Peter Czermak, Gerardo Catapano
PDA Journal of Pharmaceutical Science and Technology 2003, 57 (4): 277-86
In the pharmaceutical industry, the integrity of sterile filters is critical to ensure sterility of filtered products. Filter integrity is frequently tested by measuring gas diffusion across water-contacting hydrophobic or hydrophilic membranes with the same automated test devices. Constant device accuracy over the whole range of possible operating conditions is an especially important requirement, as set by the GMP regulations for product critical devices. In this paper, we investigate the accuracy of gas diffusion rate and water intrusion rate estimates provided by a batch-operated and a refilling, continuous-flow commercial automated test device used both for diffusive flow tests and water intrusion tests. Tests were performed on custom-designed model filter systems and full-scale filters over a broad range of gas diffusive flow rates and upstream gas volumes. Neither tested device provided accurate measurements of gas diffusion rate when a small gas diffusion flow was measured out of a very large upstream volume. The batch-operated device provided measurements of gas diffusion rates (either gas diffusion or water intrusion rate) with an accuracy that strongly depends on the gas diffusion rate and on the gas volume upstream from the membrane.
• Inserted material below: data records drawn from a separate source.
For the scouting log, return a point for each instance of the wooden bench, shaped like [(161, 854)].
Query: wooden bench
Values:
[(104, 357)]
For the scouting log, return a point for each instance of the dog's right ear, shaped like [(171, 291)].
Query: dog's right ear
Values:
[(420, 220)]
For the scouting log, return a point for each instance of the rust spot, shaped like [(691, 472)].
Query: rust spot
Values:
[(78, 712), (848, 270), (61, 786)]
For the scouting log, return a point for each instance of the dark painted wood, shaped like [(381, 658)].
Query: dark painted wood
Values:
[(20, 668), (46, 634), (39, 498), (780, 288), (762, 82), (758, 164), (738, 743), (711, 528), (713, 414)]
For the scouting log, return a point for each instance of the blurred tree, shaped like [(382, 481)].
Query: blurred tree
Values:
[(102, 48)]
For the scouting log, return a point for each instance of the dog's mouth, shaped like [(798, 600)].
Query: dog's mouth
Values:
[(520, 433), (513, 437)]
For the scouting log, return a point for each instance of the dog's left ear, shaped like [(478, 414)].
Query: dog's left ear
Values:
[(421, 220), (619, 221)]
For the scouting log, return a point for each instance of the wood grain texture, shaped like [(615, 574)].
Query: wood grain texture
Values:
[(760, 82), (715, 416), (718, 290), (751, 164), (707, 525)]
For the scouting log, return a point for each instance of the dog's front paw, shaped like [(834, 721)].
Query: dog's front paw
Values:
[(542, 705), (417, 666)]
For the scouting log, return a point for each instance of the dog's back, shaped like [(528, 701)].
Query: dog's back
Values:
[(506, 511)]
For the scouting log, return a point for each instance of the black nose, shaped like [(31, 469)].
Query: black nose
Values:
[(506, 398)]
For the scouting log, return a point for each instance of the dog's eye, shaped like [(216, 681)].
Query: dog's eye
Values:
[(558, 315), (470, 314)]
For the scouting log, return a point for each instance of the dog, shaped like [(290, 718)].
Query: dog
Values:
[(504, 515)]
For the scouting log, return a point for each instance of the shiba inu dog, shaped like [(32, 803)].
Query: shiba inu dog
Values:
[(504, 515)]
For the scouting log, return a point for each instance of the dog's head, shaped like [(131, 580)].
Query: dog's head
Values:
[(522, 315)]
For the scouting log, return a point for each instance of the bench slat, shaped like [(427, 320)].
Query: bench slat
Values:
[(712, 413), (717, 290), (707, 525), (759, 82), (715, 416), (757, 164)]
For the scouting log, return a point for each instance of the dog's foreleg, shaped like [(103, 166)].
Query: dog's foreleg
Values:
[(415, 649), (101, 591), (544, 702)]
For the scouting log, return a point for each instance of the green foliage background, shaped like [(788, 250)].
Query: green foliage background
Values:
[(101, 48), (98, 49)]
Gas diffusion rate measurements were particularly biased in diffusive flow tests of filters with less than 500 mL gas upstream volume. Gas diffusion rates were underestimated by as much as -14.5% in diffusive flow tests and -25% in water intrusion tests. The refilling, continuous flow device generally provided consistent and accurate gas diffusion rate and water intrusion rate measurements within less than 5% of the reference value, practically independent of the gas diffusion flow rate and upstream volume value. A serious bias was only noted in diffusion flow tests at very high upstream volumes and low gas diffusion rate. The results reported in this paper show the importance of qualifying the automated test devices used to assess sterile filter integrity.